The implementation of the goods and services tax (GST) has caused significant uncertainty among businesses about the tax rates and other rules to be followed under the new tax regime. This has led to a drop in business activity across the value chain, which in turn is reflected in the lacklustre industrial output numbers. In addition, the economy has been contracting for the last five consecutive quarters, starting well before the implementation of GST or the demonetisation of high-value rupee notes in November last year, before growth in the latest quarter hit a three-year low. Many have attributed this to the drought in private investment which has lasted for years now. The current slowdown is thus very likely the result of both short-term disturbances caused by GST as well as other secular influences.

What is the likely policy response?

The slump in economic growth in recent years has led to increasing pressure on the Reserve Bank of India to provide a boost to the economy by cutting interest rates aggressively. The underlying belief is that printing money can grow the economy.
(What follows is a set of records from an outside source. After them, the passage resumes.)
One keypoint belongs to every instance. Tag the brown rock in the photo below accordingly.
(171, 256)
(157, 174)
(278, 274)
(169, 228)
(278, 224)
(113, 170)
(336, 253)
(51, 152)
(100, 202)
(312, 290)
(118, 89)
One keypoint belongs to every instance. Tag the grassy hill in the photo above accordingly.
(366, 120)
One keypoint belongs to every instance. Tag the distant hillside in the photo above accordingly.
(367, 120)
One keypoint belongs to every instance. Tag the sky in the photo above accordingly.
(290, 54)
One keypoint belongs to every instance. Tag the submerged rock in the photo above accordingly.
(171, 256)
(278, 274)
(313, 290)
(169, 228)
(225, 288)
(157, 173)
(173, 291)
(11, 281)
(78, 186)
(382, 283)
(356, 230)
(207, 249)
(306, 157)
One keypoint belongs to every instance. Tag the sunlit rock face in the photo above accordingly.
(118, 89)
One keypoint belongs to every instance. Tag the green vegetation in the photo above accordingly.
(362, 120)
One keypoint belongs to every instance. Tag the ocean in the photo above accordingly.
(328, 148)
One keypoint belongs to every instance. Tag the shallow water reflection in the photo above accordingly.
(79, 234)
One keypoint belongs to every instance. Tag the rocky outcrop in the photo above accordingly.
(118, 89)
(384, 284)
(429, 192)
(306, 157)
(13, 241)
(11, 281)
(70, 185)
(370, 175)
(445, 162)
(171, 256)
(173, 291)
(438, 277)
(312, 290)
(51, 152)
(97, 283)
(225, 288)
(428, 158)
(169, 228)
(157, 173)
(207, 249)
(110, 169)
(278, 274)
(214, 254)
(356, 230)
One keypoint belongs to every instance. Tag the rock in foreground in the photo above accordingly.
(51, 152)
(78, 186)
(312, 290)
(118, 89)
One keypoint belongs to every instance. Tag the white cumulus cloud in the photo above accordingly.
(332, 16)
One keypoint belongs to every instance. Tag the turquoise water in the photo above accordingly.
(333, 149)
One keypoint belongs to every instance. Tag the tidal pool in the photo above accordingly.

The rise in retail inflation in August, however, probably rules out any form of aggressive monetary stimulus by the RBI in its next policy meeting due to be held in October. Even so, at least some part of the lost growth may be recovered over the next few quarters as the economy adapts to GST and other related short-term disturbances. A sustained recovery that puts India on the high-growth trajectory for years, as recommended by former RBI Governor Raghuram Rajan, however, may be possible only after the government implements structural reforms in the labour and land market.